En 2019, l’ancien ministre de la Fonction publique Anicet Le Pors avait
réagi dans nos colonnes à la première annonce d’Emmanuel Macron. « Je
ne modifierai en rien ce que j’ai dit il y a deux ans », nous
confirme-t-il aujourd’hui. Il s’agit selon lui d’une « décision
démagogique », destinée « à faire diversion à l’impéritie de
l’exécutif macronien aussi bien concernant la situation sanitaire que les
grands problèmes de notre époque ». En 2019, dans un entretien accordé
à l’Humanité, il expliquait déjà que la proposition d’Emmanuel
Macron consistait en une « diversion à la réforme de la fonction
publique. L’idée est de tout changer pour que rien ne change au niveau de la
fabrication des castes », nous expliquait-il.
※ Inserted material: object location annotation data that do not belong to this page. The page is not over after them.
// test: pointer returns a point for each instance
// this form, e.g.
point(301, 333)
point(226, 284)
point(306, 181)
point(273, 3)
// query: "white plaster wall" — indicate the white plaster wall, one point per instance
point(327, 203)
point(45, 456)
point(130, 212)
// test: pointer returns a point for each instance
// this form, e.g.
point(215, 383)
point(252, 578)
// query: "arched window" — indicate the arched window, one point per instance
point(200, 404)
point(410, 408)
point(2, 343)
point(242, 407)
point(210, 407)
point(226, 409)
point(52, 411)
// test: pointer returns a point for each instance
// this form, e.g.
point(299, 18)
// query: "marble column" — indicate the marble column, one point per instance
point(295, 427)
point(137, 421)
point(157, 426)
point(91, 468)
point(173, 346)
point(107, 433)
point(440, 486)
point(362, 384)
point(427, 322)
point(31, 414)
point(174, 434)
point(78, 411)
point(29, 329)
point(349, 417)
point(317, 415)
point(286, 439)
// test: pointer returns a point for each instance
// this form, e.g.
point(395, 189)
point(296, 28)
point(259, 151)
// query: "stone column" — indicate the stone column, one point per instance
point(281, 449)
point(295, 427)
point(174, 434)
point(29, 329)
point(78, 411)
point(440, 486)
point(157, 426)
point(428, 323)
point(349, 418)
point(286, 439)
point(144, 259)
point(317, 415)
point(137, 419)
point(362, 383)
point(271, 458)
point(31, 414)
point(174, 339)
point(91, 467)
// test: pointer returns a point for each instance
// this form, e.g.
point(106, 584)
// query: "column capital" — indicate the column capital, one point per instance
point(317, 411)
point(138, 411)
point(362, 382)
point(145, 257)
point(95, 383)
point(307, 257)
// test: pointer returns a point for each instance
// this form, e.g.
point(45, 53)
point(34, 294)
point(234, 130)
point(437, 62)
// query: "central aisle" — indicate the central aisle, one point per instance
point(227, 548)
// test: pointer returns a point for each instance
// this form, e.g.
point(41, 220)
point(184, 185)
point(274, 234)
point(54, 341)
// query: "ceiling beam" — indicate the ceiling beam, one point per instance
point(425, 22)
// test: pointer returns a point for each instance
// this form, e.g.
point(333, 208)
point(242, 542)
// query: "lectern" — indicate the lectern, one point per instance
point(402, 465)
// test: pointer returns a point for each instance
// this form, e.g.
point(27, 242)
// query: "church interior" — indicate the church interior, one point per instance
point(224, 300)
Il avançait même des
raisons « psychologiques » touchant au président de la
République, lui-même issu de l’ENA : « Je crois qu’il est à un degré de
vanité tel qu’il refuse d’être le produit d’une cause identifiable, aussi
prestigieuse soit-elle. » Anicet Le Pors rappelait également la
vocation progressiste de l’ENA à sa fondation : « Je veux aussi
rappeler qu’à gauche, on a longtemps vu dans l’ENA une manière d’être
progressiste par rapport au système de recrutement népotique qui existait
avant. » Au sein du gouvernement de Pierre Mauroy, Anicet Le Pors
avait tenté de ranimer cette vocation progressiste en réservant la troisième
voie d’accès à l’ENA aux militants syndicaux, aux dirigeants d’association et
aux élus. « Cette novation déclencha la révolte de l’aristocratie
bourgeoise », rappelait l’ancien ministre de la Fonction publique.
« Une mise au pas de la haute fonction publique »
Le président de
l’Association des anciens de l’ENA, Daniel Keller, fustigeait également cette
décision le 8 avril sur France Info : « Ce n’est pas en rayant
d’un trait de plume le nom de l’École nationale d’administration que l’on agira
plus efficacement et plus intelligemment, souligne-t-il. La
critique de l’entre-soi est un faux procès. L’ENA n’est pas responsable de la
manière dont la carrière du haut fonctionnaire se déroule. Si aujourd’hui il y
a une interrogation sur la gestion des carrières, il faut que le problème soit
pris à bras-le-corps par ceux qui nous gouvernent. » Il faut également
comprendre ce qui se joue derrière cette annonce, au-delà de la démagogie. Mise
en perspective avec sa loi de transformation de la fonction publique de l’été
2019, Anicet Le Pors y voit surtout une volonté de « mise au pas de la
haute fonction publique pour servir dans un contexte néolibéral ». Il
est fort probable que l’école remplaçant l’ENA soit davantage adaptée au
contexte en question…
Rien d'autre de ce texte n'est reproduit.